Pag. [87], lig. 26. (Le Chinois avili par le despotisme du bambou.) Les jésuites se sont efforcés de peindre sous de belles couleurs le gouvernement chinois, aujourd'hui l'on sait que c'est un pur despotisme oriental (entravé par le vice d'une langue et surtout d'une écriture mal construites). Le peuple chinois est pour nous la preuve que dans l'antiquité, jusqu'à l'invention de l'écriture alphabétique, l'esprit humain eut beaucoup de peine à se déployer, comme avant les chiffres arabes on avait beaucoup de peine à compter. Tout dépend des méthodes: on ne changera la Chine qu'en changeant sa langue.

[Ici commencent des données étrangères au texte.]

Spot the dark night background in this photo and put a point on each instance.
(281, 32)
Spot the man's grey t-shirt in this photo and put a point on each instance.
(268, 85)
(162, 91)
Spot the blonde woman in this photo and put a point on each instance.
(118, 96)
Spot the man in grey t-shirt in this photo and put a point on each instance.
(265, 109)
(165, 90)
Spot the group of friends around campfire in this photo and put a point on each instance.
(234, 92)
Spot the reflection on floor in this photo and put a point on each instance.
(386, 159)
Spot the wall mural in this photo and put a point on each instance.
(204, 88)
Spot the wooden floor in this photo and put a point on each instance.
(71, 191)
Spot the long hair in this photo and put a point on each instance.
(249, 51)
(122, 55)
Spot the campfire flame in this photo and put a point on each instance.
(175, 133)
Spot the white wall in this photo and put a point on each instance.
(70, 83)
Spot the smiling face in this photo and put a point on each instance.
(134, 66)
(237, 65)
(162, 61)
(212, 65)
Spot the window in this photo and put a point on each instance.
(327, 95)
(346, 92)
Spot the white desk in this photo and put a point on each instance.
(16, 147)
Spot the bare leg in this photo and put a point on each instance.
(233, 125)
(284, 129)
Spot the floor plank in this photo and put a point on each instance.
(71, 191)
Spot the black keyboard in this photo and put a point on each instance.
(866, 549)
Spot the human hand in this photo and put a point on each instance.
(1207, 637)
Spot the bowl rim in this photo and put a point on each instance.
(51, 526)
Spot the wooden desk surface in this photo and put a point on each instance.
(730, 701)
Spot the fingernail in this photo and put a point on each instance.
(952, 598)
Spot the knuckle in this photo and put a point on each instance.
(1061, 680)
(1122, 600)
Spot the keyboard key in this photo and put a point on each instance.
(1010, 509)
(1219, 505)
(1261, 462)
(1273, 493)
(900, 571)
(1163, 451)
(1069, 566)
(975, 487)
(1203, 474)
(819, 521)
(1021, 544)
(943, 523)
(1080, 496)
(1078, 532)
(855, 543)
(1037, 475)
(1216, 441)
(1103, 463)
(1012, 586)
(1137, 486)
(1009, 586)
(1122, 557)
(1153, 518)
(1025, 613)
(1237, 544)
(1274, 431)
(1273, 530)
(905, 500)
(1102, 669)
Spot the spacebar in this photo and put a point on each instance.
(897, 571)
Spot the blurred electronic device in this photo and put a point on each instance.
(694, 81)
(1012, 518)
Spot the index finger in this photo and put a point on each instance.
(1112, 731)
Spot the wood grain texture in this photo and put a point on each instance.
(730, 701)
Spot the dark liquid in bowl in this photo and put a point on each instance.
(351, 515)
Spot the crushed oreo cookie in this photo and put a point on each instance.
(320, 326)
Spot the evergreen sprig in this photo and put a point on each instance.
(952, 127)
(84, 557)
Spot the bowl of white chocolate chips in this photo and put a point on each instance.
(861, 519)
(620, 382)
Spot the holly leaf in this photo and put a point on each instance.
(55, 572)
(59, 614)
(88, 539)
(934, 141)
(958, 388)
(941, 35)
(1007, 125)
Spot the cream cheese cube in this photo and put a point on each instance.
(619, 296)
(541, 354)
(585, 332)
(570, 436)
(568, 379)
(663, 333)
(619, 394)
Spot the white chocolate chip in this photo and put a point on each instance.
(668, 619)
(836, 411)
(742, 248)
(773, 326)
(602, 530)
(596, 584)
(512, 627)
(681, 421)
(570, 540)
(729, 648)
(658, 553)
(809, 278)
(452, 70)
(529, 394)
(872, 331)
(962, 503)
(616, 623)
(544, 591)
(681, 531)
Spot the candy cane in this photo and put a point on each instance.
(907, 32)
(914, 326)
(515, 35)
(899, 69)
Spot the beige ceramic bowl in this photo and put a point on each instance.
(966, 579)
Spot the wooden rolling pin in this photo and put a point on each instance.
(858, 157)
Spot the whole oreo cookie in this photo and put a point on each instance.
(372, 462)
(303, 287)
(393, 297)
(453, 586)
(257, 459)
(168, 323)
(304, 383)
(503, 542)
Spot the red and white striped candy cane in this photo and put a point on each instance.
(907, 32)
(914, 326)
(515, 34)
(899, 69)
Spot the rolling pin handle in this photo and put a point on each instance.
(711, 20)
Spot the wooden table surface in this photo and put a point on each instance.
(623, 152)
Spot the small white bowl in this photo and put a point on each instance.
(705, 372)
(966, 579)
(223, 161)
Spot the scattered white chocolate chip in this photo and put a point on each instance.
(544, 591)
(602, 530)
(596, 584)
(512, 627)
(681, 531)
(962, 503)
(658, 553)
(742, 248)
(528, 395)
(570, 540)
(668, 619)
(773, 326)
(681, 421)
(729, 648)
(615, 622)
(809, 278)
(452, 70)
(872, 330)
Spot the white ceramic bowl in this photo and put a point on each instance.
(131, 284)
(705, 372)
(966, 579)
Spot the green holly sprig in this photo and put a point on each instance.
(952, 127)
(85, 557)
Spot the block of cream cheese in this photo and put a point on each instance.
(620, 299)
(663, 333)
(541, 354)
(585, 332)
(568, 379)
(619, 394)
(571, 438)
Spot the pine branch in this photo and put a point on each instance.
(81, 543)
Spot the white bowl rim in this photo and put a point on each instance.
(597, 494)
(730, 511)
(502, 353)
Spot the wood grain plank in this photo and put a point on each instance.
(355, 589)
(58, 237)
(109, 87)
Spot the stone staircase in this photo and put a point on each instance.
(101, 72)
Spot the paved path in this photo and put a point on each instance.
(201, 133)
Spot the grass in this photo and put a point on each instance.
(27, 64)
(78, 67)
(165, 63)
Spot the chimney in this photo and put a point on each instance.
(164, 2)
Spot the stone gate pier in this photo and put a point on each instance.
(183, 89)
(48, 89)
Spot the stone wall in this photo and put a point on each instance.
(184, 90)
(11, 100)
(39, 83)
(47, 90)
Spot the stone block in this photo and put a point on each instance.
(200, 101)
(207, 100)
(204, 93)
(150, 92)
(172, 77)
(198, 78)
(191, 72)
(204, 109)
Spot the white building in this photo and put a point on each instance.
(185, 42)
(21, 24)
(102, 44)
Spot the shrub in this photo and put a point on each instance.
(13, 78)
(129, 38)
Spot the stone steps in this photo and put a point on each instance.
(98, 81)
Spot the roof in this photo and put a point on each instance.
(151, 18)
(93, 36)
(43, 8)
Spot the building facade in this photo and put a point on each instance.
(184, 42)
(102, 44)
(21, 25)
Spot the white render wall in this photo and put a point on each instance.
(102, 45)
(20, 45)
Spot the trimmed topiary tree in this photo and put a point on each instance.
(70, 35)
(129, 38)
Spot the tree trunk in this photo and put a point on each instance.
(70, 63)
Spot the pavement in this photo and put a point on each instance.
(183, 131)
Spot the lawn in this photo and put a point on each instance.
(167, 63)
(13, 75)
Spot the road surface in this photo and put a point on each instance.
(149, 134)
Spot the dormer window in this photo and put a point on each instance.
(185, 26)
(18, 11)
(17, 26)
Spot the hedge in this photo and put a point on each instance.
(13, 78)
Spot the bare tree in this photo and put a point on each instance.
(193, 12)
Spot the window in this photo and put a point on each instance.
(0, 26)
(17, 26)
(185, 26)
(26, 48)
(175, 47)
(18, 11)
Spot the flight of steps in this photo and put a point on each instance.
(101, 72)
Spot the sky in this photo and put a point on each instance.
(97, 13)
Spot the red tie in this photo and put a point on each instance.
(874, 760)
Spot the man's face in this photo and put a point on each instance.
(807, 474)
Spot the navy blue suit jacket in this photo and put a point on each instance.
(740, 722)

Pag. [96], lig. 5. (Reconnaissez l'autorité légitime.) Pour apprécier le sens du mot légitime, il faut remarquer qu'il vient du latin legi-intimus, intrinsèque à la loi, écrit en elle. Si donc la loi est faite par le prince seul, le prince seul se fait lui-même légitime: alors il est purement despote; sa volonté est la loi. Ce n'est pas là ce qu'on veut dire; car le même droit serait acquis à tout pouvoir qui le renverserait. Qu'est-ce que la loi (source de droit)? Le latin va encore nous le dire: le radical leg-ere, lire, lectio, a fait lex, res lecta, chose lue: cette chose lue est un ordre de faire ou de ne pas faire telle action désignée, et ce, sous la condition d'une peine ou d'une récompense attachées à l'observation ou à l'infraction. Cet ordre est lu à ceux qu'il concerne, afin qu'ils n'en ignorent. Il a été écrit, afin d'être lu sans altération: tel est le sens, et telle fut l'origine du mot loi. De là les diverses épithètes dont il est susceptible: loi sage, loi absurde, loi juste, loi injuste, selon l'effet qui en résulte; et c'est cet effet qui caractérise le pouvoir d'où elle émane. Or, dans l'état social, dans le gouvernement des hommes, qu'est-ce que le juste et l'injuste? Le juste est de maintenir ou de rendre à chaque individu ce qui lui appartient: par conséquent, d'abord la vie, qu'il tient d'un pouvoir au-dessus de tout; 2º l'usage des sens et des facultés qu'il tient de ce même pouvoir; 3º la jouissance des fruits de son travail; et tout cela en ce qui ne blesse pas les mêmes droits en autrui; car s'il les blesse, il y a injustice, c'est-à-dire rupture d'égalité et d'équilibre d'homme à homme. Or, plus il y a de lésés, plus il y a d'injustices: par conséquent, si, comme il est de fait, ce qu'on appelle le peuple compose l'immense majorité de la nation, c'est l'intérêt, c'est le bien-être de cette majorité qui constitue la justice: ainsi la vérité se trouve dans l'axiome qui a dit, Salus populi suprema lex esto. Le salut du peuple, voilà la loi, voilà la légitimité. Et remarquez que le salut ne veut pas dire la volonté, comme l'ont supposé quelques fanatiques; car d'abord le peuple peut se tromper; puis comment exprimer cette volonté collective et abstraite? l'expérience nous l'a prouvé. Salus populi! L'art est de le connaître et de l'effectuer.